DV-FSR: A Dual-View Target Attack Framework for Federated Sequential Recommendation
- URL: http://arxiv.org/abs/2409.07500v1
- Date: Tue, 10 Sep 2024 15:24:13 GMT
- Title: DV-FSR: A Dual-View Target Attack Framework for Federated Sequential Recommendation
- Authors: Qitao Qin, Yucong Luo, Mingyue Cheng, Qingyang Mao, Chenyi Lei,
- Abstract summary: Federated recommendation (FedRec) preserves user privacy by enabling decentralized training of personalized models, but this architecture is inherently vulnerable to adversarial attacks.
We propose a novel dualview attack framework, named DV-FSR, which combines a sampling-based explicit strategy with a contrastive learning-based implicit gradient strategy to orchestrate a coordinated attack.

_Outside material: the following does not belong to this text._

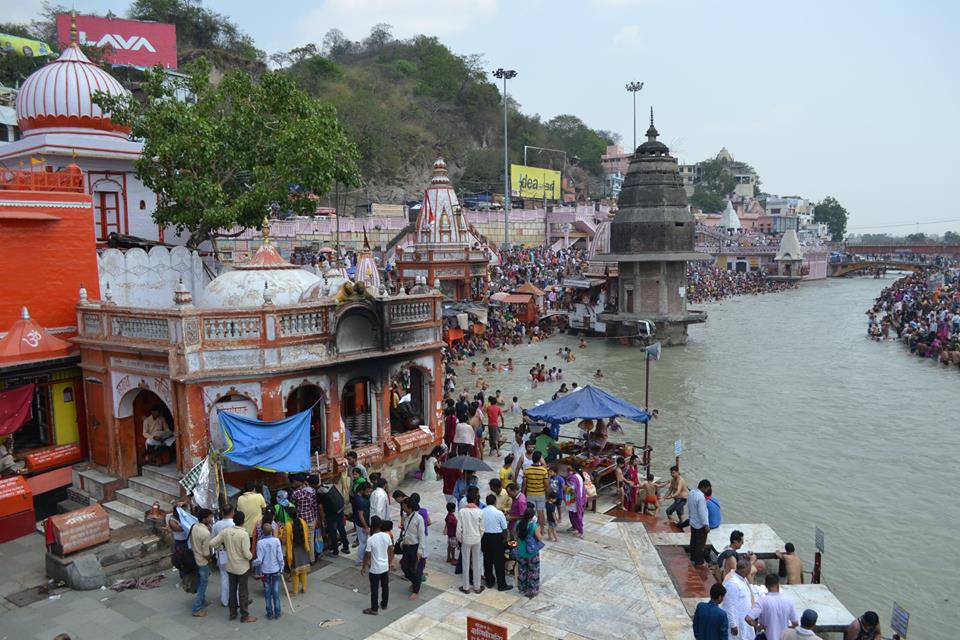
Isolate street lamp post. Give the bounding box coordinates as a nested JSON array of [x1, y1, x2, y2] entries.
[[627, 82, 643, 152], [493, 67, 517, 249]]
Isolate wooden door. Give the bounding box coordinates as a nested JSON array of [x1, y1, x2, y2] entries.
[[83, 380, 110, 467]]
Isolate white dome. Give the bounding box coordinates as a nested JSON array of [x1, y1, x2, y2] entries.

- Score: 4.980393474423609
- License: http://arxiv.org/licenses/nonexclusive-distrib/1.0/
- Abstract: Federated recommendation (FedRec) preserves user privacy by enabling decentralized training of personalized models, but this architecture is inherently vulnerable to adversarial attacks. Significant research has been conducted on targeted attacks in FedRec systems, motivated by commercial and social influence considerations. However, much of this work has largely overlooked the differential robustness of recommendation models. Moreover, our empirical findings indicate that existing targeted attack methods achieve only limited effectiveness in Federated Sequential Recommendation (FSR) tasks. Driven by these observations, we focus on investigating targeted attacks in FSR and propose a novel dualview attack framework, named DV-FSR. This attack method uniquely combines a sampling-based explicit strategy with a contrastive learning-based implicit gradient strategy to orchestrate a coordinated attack. Additionally, we introduce a specific defense mechanism tailored for targeted attacks in FSR, aiming to evaluate the mitigation effects of the attack method we proposed. Extensive experiments validate the effectiveness of our proposed approach on representative sequential models.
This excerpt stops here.